Andy Flower likes to tap into the knowledge of other sports, and their coaches, as he decides on the best way to go about his job. That job has now become very tough in the wake of the Ashes whitewash and there are suggestions he will walk if he doesn't get his way over Kevin Pietersen. Sir Clive Woodward, who guided England to the 2003 Rugby World Cup, writing in the Daily Mail, provides an view from outside the cricket world about how the ECB need to go about rebuilding.
No matter the sport, the head coach must be the only man who is unequivocally in charge, yet even Flower's job title of 'team director' muddies everything. In our national set-ups both in cricket and rugby, too many key decisions are being made by committee. That in turn leads to popularity contests and allows compromise to come into play. When things go wrong reports are commissioned -- the 2006-07 Ashes whitewash sparked the Schofield report -- but nobody fronts up to take the blame.
The UK media are picking through the bones of England's Ashes skeleton, partly trying to work out where it all went wrong and partly assessing where it ranks among sporting thrashings. Paul Hayward, in the Daily Telegraph, argues the 5-0 whitewash has to rank at the top of English humiliations given that they came off the back of winning 3-0 just a few months ago.
This time, after a reasonable first day of the series in Brisbane we saw England assailed by technical, intellectual and emotional chaos, with no one able to stop it. Recent Ashes history makes no sense. The swing from the summer is too great for us properly to comprehend because it takes us beyond mere sporting factors into a vast realm of psychology, team spirit and character. Flintoff has spoken of his depression on the 2006-07 tour. One wonders at the private thoughts of captain Cook and his men now and how they will suffer with the results from these five Tests slung permanently around their necks.

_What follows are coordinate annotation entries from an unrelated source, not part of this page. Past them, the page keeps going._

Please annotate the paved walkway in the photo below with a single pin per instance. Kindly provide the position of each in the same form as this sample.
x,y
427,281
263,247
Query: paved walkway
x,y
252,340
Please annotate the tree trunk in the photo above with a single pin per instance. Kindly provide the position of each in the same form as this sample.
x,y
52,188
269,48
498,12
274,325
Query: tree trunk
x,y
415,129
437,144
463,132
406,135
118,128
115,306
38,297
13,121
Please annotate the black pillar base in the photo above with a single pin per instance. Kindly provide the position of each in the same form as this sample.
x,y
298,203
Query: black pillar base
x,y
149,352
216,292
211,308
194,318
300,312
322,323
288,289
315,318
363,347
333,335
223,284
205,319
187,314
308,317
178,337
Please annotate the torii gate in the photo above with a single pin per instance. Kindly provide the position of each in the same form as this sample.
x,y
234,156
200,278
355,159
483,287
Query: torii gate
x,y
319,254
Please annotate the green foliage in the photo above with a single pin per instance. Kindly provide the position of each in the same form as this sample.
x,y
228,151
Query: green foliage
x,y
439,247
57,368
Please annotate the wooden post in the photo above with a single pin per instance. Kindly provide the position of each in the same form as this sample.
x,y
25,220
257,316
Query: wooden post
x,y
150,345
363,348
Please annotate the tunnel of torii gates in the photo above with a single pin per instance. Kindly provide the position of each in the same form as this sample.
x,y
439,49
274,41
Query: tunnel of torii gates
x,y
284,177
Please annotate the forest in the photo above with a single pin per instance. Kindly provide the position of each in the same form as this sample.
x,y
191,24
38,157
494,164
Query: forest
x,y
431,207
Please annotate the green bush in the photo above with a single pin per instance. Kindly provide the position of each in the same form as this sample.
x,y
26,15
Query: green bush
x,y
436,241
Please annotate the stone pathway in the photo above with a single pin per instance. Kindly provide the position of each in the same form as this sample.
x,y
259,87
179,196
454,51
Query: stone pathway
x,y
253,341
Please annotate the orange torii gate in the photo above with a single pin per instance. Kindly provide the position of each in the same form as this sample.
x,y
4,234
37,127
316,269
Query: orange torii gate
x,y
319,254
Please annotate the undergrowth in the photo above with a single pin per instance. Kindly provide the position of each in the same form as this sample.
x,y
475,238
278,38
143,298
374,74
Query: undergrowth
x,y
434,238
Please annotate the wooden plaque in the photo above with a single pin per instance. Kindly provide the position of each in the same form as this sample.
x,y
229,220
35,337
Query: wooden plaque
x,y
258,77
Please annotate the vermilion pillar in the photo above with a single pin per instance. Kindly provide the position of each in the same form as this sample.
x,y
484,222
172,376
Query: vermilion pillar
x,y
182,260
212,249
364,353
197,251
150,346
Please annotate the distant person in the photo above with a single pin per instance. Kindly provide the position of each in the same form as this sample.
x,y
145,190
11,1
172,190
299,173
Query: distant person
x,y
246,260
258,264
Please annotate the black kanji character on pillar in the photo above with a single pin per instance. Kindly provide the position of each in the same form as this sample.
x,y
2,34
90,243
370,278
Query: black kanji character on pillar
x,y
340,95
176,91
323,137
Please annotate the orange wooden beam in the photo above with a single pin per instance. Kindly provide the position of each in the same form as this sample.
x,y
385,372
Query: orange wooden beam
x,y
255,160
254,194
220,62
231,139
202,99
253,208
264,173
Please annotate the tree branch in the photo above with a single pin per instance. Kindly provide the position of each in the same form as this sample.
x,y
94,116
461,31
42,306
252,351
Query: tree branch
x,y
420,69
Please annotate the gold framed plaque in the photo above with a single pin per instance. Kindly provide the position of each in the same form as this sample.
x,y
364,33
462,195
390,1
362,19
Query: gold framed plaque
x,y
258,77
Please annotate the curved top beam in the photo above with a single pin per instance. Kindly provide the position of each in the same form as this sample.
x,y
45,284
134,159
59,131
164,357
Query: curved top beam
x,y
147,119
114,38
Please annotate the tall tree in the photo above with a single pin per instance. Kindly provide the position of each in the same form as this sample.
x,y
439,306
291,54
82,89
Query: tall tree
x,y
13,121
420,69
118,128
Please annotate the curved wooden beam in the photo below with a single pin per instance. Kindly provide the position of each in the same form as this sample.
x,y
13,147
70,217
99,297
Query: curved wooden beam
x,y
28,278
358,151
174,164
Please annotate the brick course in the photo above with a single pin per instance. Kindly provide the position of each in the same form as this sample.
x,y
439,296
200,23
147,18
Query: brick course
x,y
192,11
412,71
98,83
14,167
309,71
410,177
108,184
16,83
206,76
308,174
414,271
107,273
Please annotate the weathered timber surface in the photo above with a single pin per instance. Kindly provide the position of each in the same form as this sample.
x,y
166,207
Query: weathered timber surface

In the Daily Mail, Paul Newman writes that the rebuilding for 2015 - the next Ashes - has to start now and that five players who appeared in this series should never play for England again
The senior players have let England down. Graeme Swann will be the hardest to replace. Jonathan Trott will have to convince England that he is well enough not to leave a tour again if he is to come back but Matt Prior will return, possibly as early as the first Test of next summer. But there will be those who should never play Test cricket again after this -- Monty Panesar, Tim Bresnan, Chris Tremlett, Michael Carberry and Jonny Bairstow.
In the Guardian, Vic Marks assess the performances of Boyd Rankin and Michael Carberry on the third (and last) day in Sydney
We have seen plenty of Carberry already on this tour. He has impressed by his swift-footed valour against Mitchell Johnson and Ryan Harris at the start of the innings. Then, so often he would stagnate. Perhaps he felt he was doing his duty as wickets fell at the other end. Then he would be dismissed, a victim of his own inertia.
In his column for the Daily Telegraph, which was also published in the Sydney Morning Herald, Geoffrey Boycott does not think England will take the tough decisions that are needed.
Over recent years England have employed more backroom staff believing it makes them more professional. In fact, they have over-complicated professionalism. We have coaches for everything. Psychologists, team analysts and an 82 page diet book that made us a laughing stock. It is time they got into the real world and stopped wasting money on frivolous luxuries that do not make any difference when Mitchell Johnson is whistling it around your earhole. The players have stopped thinking for themselves.